Boys
Stillness and the Great Mismatch
We have a problem with boys. Not with who they are, but with what we expect them to be.
In modern classrooms, boys are told—implicitly and explicitly—to sit still, stay quiet, and conform to an environment designed for order and compliance. For many boys, this is a daily exercise in failure. The expectation to suppress movement, emotion, noise, and energy is not just unnatural; it’s misaligned with how boys are wired. And then we wonder why so many of them fall short, act out, or struggle.
The DSM (Diagnostic and Statistical Manual) outlines criteria for ADHD—difficulty staying seated, trouble focusing, fidgeting, impulsivity. If we’re honest, it reads like a list of traits that simply describe a normal 8-year-old boy who needs to use his energy. Have we pathologized boyhood? Are we diagnosing nature as a disorder?

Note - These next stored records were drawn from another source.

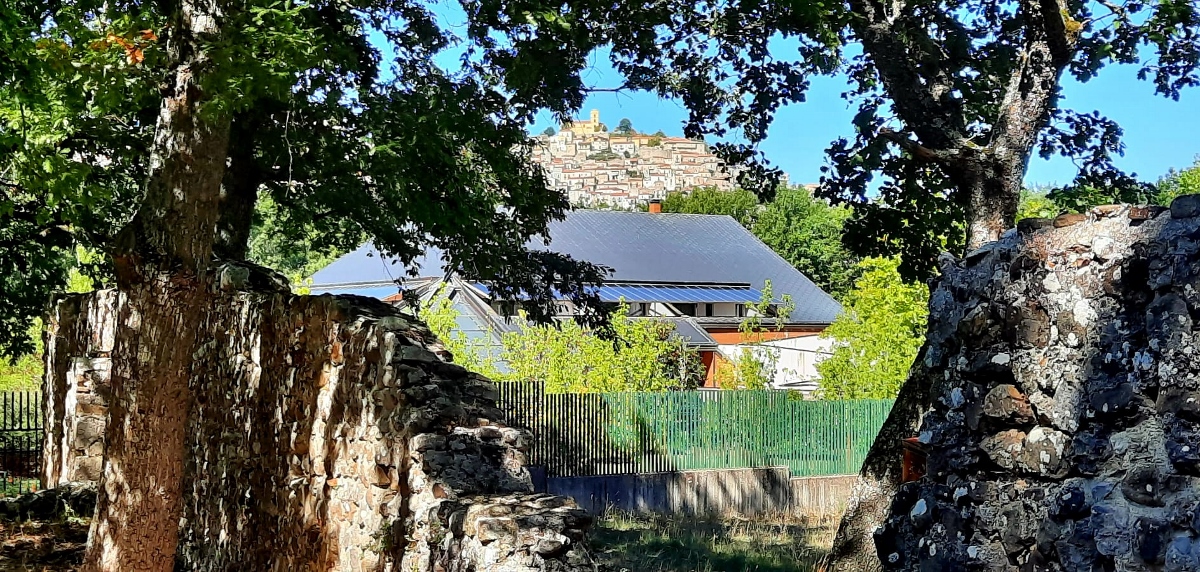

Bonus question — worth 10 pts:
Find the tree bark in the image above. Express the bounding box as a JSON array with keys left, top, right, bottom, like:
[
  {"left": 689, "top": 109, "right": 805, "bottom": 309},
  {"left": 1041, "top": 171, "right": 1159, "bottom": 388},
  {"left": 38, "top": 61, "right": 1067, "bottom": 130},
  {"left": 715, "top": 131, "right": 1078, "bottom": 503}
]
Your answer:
[
  {"left": 824, "top": 0, "right": 1078, "bottom": 572},
  {"left": 823, "top": 355, "right": 929, "bottom": 572},
  {"left": 83, "top": 0, "right": 229, "bottom": 563},
  {"left": 214, "top": 118, "right": 262, "bottom": 260}
]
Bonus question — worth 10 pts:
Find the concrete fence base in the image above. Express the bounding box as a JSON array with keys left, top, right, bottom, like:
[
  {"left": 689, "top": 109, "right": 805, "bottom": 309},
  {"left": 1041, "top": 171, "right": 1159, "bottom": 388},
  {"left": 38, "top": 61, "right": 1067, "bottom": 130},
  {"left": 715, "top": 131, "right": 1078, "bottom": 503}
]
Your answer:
[{"left": 530, "top": 466, "right": 857, "bottom": 518}]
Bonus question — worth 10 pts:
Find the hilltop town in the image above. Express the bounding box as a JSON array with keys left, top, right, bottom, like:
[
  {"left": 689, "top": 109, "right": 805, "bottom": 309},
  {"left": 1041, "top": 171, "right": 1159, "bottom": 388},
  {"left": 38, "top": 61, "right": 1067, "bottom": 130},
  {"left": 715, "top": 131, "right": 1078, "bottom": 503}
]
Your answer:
[{"left": 534, "top": 109, "right": 736, "bottom": 209}]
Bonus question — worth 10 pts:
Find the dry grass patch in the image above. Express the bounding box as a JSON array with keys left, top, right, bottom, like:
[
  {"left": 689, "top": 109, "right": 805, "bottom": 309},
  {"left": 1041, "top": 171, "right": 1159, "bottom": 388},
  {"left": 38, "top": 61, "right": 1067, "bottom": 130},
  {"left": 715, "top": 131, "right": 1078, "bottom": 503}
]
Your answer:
[{"left": 592, "top": 511, "right": 838, "bottom": 572}]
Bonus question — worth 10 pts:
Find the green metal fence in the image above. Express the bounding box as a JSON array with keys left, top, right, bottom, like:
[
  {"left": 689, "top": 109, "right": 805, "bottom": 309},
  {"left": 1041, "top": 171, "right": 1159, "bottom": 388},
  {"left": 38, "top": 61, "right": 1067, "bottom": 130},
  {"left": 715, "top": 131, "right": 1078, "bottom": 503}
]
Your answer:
[{"left": 498, "top": 383, "right": 893, "bottom": 476}]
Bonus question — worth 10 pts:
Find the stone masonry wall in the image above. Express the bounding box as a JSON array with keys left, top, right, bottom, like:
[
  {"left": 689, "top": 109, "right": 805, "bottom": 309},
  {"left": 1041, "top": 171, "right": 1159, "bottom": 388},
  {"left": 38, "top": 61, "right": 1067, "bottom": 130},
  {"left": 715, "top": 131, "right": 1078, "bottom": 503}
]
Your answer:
[
  {"left": 44, "top": 281, "right": 593, "bottom": 572},
  {"left": 875, "top": 197, "right": 1200, "bottom": 572}
]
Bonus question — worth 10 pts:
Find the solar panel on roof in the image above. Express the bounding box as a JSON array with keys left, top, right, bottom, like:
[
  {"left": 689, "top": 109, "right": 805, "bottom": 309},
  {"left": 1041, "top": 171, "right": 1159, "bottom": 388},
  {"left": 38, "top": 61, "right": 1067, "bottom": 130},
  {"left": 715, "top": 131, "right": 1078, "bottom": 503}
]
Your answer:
[
  {"left": 470, "top": 283, "right": 762, "bottom": 303},
  {"left": 600, "top": 284, "right": 762, "bottom": 303}
]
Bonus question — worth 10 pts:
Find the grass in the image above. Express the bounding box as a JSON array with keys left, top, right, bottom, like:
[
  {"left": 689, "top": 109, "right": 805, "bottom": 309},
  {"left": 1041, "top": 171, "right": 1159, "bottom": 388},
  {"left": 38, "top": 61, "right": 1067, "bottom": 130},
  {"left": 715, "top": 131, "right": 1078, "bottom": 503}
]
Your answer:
[
  {"left": 592, "top": 511, "right": 838, "bottom": 572},
  {"left": 0, "top": 355, "right": 42, "bottom": 392}
]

The explosion in diagnoses, especially among boys, should give us pause. Maybe the real issue isn’t in their brains, but in our buildings. Boys weren’t made for fluorescent lights and rigid schedules. They were made to run, to build, to explore, to wrestle, to invent, to dig trenches and climb trees. They were made to be outside, working with their hands, burning off the enormous stores of energy God gave them.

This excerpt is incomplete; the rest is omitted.